So could I just set the host firewall to open 8080 and 22 and shut off every other port?  Then use fail2ban or something like it to secure 8080 and 22?


----------



## SirDice (May 13, 2020)

phalange said:


> So could I just set the host firewall to open 8080 and 22 and shut off every other port?


If you're going to use SSH tunneling to forward that port 8080 you only need to have access to port 22 on the outside. Only open that port 8080 to the outside world if you want others to connect to it directly. And believe me, the minute you open a port (any port) to the outside world it's going to get scanned and poked at. 

I'm not familiar with Jupyter but services like this are often proxied through an nginx or Apache instance. That way the service is accessible on the "regular" HTTP(S) ports and you get a little extra web layer to filter on. A setup like that can usually handle more concurrent connections too compared to connecting to the web application directly. Obviously you would then need to open ports 80 and 443.


----------



## phalange (May 13, 2020)

So to summarize:
I already removed SSH ability for root (no keys)
I have strong password for SSH and user
Next steps:
(1) close everything except 22, and open 80 and 443 as needed for sharing with colleagues
(2) use fail2ban to block stubborn attackers on 22, 80 and 443


----------



## richardtoohey2 (May 13, 2020)

AllowUsers in sshd_config is also useful.


----------



## rootbert (May 14, 2020)

my advice: use pf where possible and only use ipfw if you need a feature thats not supported by pf ;-)

and also this might be interesting for you: FreeBSD - lesson in poor defaults


----------



## Alain De Vos (May 14, 2020)

I use "forwarding" and it's easier with ipfw then pf.


----------



## phalange (May 14, 2020)

rootbert said:


> my advice: use pf where possible and only use ipfw if you need a feature thats not supported by pf ;-)
> and also this might be interesting for you: FreeBSD - lesson in poor defaults



It's an interesting read, although the takeaway seems to be don't use FreeBSD at all since security is sloppy.  I can certainly run a VPS with Ubuntu, but is a Linux distro inherently more easy to secure?

Also, importantly my goal is not to go down a security rabbit hole, but rather to have sane and reasonable protections for a low-risk (low value) target.


----------



## zirias@ (May 14, 2020)

phalange said:


> It's an interesting read, although the takeaway seems to be don't use FreeBSD at all since security is sloppy.


I knew this article before, and there are a few interesting things in it. But some are outdated, some are debatable, and some depend on how you use the system  When it comes to security, the most important thing is being informed. After all, it's the responsibility of the operator to operate a system that meets security requirements.

As an example: The ports framework allows building as a regular user, and it works pretty well. This might have been different in the past. It's definitely a good thing for people who use ports directly, the "old fashioned" way. Of course, if you use poudriere, all builds happen in a jail, so there's very little chance for a security breach during build anyways.


----------



## PMc (May 15, 2020)

rootbert said:


> my advice: use pf where possible and only use ipfw if you need a feature thats not supported by pf ;-)

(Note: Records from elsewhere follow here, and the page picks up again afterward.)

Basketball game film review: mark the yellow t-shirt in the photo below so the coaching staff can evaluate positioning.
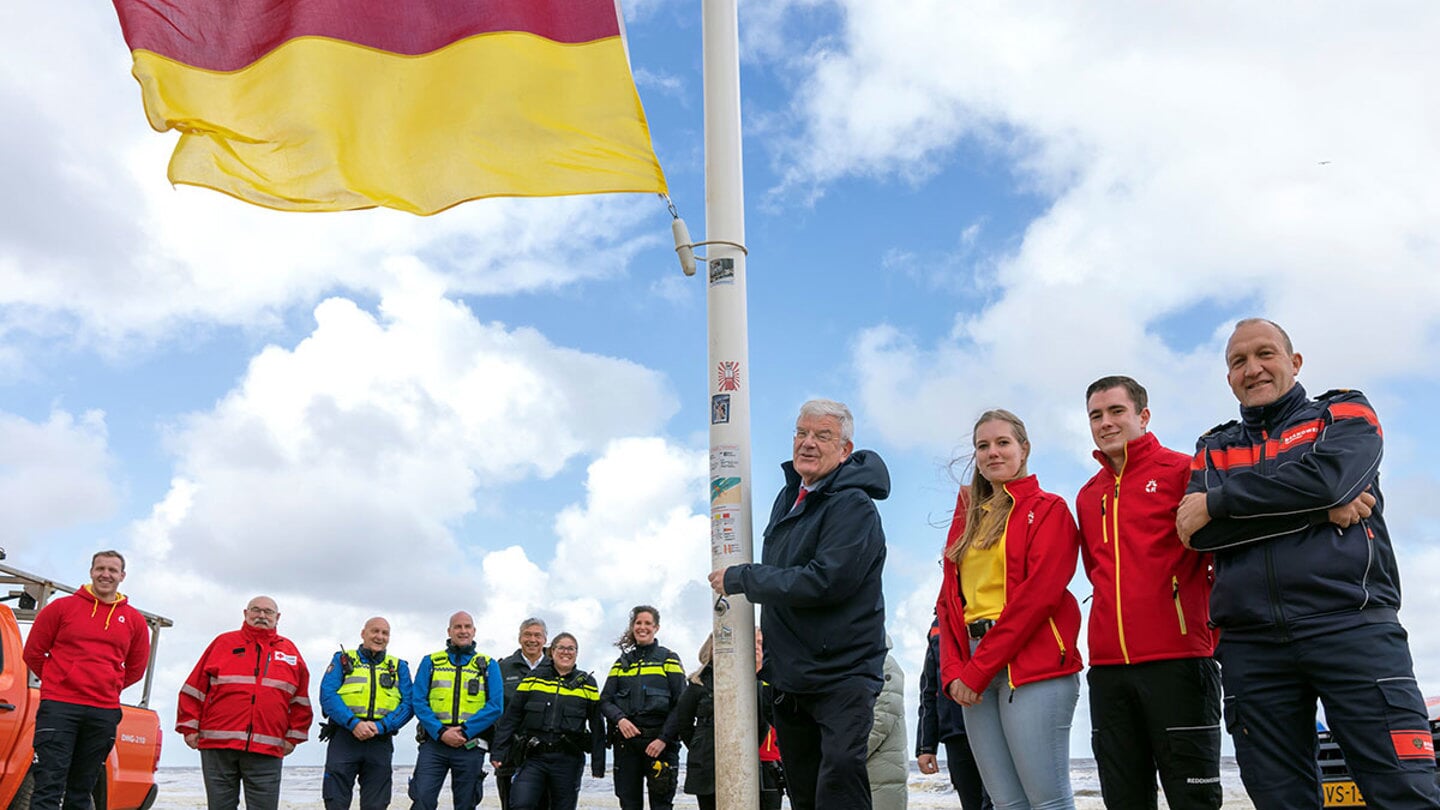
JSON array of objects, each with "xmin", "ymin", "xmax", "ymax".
[{"xmin": 961, "ymin": 538, "xmax": 1006, "ymax": 623}]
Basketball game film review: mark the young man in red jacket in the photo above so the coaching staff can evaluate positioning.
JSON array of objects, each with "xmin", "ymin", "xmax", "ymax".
[
  {"xmin": 23, "ymin": 550, "xmax": 151, "ymax": 810},
  {"xmin": 176, "ymin": 595, "xmax": 312, "ymax": 810},
  {"xmin": 1077, "ymin": 376, "xmax": 1220, "ymax": 809}
]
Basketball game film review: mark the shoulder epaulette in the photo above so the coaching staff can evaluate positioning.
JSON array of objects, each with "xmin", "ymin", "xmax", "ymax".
[{"xmin": 1201, "ymin": 419, "xmax": 1238, "ymax": 438}]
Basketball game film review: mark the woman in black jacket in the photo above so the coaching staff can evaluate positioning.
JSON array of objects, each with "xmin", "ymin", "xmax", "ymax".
[
  {"xmin": 599, "ymin": 606, "xmax": 686, "ymax": 810},
  {"xmin": 665, "ymin": 632, "xmax": 772, "ymax": 810},
  {"xmin": 490, "ymin": 632, "xmax": 606, "ymax": 810}
]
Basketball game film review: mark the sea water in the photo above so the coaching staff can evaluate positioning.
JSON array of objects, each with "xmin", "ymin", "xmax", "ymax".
[{"xmin": 150, "ymin": 759, "xmax": 1254, "ymax": 809}]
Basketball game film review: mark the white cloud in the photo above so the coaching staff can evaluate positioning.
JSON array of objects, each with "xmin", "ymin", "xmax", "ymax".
[
  {"xmin": 750, "ymin": 2, "xmax": 1440, "ymax": 452},
  {"xmin": 130, "ymin": 280, "xmax": 678, "ymax": 603},
  {"xmin": 0, "ymin": 408, "xmax": 116, "ymax": 554}
]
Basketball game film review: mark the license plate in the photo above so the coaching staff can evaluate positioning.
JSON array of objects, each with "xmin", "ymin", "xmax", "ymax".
[{"xmin": 1323, "ymin": 780, "xmax": 1365, "ymax": 807}]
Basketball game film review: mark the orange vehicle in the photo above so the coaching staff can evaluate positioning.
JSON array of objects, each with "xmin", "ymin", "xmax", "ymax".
[{"xmin": 0, "ymin": 560, "xmax": 172, "ymax": 810}]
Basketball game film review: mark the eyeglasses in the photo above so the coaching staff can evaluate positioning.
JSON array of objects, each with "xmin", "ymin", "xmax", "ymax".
[
  {"xmin": 793, "ymin": 428, "xmax": 840, "ymax": 444},
  {"xmin": 246, "ymin": 607, "xmax": 277, "ymax": 616},
  {"xmin": 552, "ymin": 645, "xmax": 578, "ymax": 654}
]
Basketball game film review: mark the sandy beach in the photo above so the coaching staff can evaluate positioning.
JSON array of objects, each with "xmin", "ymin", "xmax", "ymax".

I don't know whether pf solves the problem ipfw has. It is not a technical problem, it is just that you need a very precise understanding of how it is intended to work in order to do it right. Even the example in the FreeBSD manual is most likely broken and does not work as intended for a server.

Nevertheless, there is a solution to this: a frontend that automates the ipfw rule creation and thereby avoids all the pitfalls, be it from not fully understanding how the rules interplay, or from understanding it but failing to fully think through all the possibilities.



> and also this might be interesting for you: FreeBSD - lesson in poor defaults



This is madness. Quote:


> Even with Sendmail's reputation, FreeBSD has kept it around and left it on by default for all their users.



Yes, what else should one do? Kill it for all users? Repression for all because the idiots may be in danger?
That's what I call hysteric paranoia (but socialists may call it otherwise).
Once again: you don't open ports for services you don't want to offer. And you don't offer services when you don't understand the implications. Is that too difficult?



Zirias said:


> When it comes to security, the most important thing is being informed. After all, it's the responsibility of the operator to operate a system that meets security requirements.



The most important thing is to not get paranoid, because paranoia darkens the mind and hinders clear understanding.


----------